Species family information

This is a family of nut-bearing trees and shrubs, largely found in temperate regions.

Category information

Nucleic multicellular photosynthetic organisms lived in freshwater communities on land as long ago as a thousand million years, and their terrestrial descendants are known from the late Pre-Cambrian 850 million years ago. Embryophyte land plants are known from the mid Ordovician, and land plant structures such as roots and leaves are recognisable in mid Devonian fossils. Seeds seem to have evolved by the late Devonian. The Embryophytes are green land plants that form the bulk of the Earth’s vegetation. They have specialised reproductive organs and nurture the young embryo sporophyte. Most obtain their energy by photosynthesis, using sunlight to synthesise food from Carbon Dioxide and Water.
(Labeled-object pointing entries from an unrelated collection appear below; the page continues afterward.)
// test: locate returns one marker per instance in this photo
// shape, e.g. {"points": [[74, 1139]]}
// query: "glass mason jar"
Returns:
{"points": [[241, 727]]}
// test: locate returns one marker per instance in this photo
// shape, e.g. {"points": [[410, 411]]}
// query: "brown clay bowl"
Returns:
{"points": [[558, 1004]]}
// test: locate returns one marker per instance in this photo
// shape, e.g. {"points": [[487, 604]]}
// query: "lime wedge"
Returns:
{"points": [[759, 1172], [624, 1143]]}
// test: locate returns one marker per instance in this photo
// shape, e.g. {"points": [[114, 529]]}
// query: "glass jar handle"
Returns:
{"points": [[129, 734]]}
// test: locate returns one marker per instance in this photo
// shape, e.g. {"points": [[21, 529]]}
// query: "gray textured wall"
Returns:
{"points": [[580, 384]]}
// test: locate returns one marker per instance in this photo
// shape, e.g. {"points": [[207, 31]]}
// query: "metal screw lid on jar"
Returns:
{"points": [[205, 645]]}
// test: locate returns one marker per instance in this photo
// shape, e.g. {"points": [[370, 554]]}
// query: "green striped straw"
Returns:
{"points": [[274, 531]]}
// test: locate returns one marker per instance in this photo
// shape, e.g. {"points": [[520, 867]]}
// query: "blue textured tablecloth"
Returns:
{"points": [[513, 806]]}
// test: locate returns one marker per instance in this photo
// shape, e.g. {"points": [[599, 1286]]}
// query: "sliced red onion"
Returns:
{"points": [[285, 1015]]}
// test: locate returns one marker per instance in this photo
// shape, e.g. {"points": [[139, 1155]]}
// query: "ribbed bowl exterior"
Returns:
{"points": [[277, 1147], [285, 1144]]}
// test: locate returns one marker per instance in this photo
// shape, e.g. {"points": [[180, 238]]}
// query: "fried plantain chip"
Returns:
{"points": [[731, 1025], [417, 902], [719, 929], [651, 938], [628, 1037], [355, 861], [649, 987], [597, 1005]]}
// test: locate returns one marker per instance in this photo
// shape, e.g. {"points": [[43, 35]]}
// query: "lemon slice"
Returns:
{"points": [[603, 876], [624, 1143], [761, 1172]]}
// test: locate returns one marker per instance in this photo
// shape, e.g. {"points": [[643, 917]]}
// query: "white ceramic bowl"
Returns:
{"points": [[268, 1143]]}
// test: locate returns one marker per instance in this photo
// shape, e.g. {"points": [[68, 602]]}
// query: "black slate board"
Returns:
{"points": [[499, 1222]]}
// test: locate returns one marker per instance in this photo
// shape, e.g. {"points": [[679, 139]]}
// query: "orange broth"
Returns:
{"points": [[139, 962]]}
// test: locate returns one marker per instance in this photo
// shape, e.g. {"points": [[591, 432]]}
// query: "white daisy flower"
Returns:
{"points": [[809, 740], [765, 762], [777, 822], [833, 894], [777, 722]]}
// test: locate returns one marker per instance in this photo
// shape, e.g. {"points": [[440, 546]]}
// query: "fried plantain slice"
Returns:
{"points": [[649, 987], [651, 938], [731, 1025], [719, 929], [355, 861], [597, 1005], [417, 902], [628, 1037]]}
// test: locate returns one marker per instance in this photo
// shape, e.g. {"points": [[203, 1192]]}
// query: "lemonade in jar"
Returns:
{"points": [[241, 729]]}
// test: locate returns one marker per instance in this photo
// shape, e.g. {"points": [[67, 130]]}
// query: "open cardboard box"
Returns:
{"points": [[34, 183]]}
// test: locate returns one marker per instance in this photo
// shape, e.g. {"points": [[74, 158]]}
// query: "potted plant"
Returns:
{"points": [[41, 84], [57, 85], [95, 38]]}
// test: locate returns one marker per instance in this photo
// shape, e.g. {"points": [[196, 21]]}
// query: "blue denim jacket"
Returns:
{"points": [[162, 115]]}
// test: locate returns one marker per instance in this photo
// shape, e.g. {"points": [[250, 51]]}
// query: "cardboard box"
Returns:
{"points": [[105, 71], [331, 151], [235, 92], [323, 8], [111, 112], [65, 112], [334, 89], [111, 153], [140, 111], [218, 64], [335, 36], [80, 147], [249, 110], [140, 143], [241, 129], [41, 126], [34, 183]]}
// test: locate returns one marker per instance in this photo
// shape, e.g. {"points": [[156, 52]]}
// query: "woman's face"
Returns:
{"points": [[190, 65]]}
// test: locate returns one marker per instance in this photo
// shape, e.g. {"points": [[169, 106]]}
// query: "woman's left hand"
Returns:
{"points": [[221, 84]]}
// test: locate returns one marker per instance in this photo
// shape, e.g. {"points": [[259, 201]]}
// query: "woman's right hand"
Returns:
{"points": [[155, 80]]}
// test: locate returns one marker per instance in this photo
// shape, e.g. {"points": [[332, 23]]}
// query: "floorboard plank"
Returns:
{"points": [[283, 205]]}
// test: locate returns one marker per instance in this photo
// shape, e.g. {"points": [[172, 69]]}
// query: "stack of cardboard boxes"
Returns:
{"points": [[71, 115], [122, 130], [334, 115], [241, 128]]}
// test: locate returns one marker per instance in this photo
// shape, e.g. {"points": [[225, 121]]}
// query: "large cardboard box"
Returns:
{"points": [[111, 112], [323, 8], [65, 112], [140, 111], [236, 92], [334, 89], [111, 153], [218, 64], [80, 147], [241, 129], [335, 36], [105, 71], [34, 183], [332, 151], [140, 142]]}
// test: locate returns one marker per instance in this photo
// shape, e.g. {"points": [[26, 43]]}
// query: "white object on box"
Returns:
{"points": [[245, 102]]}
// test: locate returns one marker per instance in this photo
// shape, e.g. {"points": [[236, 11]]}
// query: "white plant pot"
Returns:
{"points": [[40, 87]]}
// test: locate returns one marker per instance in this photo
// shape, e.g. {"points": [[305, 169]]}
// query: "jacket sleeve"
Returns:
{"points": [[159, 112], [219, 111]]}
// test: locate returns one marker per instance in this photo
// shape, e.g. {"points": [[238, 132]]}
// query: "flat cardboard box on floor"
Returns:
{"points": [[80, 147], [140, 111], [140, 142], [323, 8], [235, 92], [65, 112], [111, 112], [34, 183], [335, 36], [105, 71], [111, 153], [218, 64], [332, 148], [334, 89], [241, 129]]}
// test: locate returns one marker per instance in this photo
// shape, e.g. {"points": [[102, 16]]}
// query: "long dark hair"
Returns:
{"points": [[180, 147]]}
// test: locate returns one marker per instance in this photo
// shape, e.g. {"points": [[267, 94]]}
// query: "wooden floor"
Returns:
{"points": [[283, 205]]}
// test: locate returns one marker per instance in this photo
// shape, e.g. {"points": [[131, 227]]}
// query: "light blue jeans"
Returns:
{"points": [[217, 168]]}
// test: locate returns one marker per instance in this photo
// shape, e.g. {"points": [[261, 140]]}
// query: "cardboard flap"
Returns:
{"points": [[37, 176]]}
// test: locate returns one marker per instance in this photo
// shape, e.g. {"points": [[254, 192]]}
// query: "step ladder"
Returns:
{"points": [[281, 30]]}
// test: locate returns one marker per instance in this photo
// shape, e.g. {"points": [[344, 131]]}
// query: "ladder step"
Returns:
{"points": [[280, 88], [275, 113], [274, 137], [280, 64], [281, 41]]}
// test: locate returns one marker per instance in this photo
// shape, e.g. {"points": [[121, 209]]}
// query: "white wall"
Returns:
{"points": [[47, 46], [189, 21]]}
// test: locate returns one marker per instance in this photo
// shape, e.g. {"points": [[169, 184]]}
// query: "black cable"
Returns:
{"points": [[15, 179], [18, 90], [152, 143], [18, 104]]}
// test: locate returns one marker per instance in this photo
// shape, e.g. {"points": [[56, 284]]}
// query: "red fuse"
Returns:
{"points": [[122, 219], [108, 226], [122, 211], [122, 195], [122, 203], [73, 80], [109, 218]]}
The earliest known plant group is the Archaeplastida, which were autotrophic. Listing just the surviving descendants, which evolved in turn, we have the Red Algae, the Chlorophyte Green Algae, the Charophyte Green Algae, and then the Embryophyta or land plants. The earliest embryophytes were the Liverworts, followed by the Hornworts, and the Mosses. Then we have the Vascular Plants, the Lycophytes and Ferns, followed by the Spermatophytes or seed plants, the Gnetophytes, Conifers, Ginkgos, and Cycads, and finally the Magnoliophyta (Angiosperms) or flowering plants.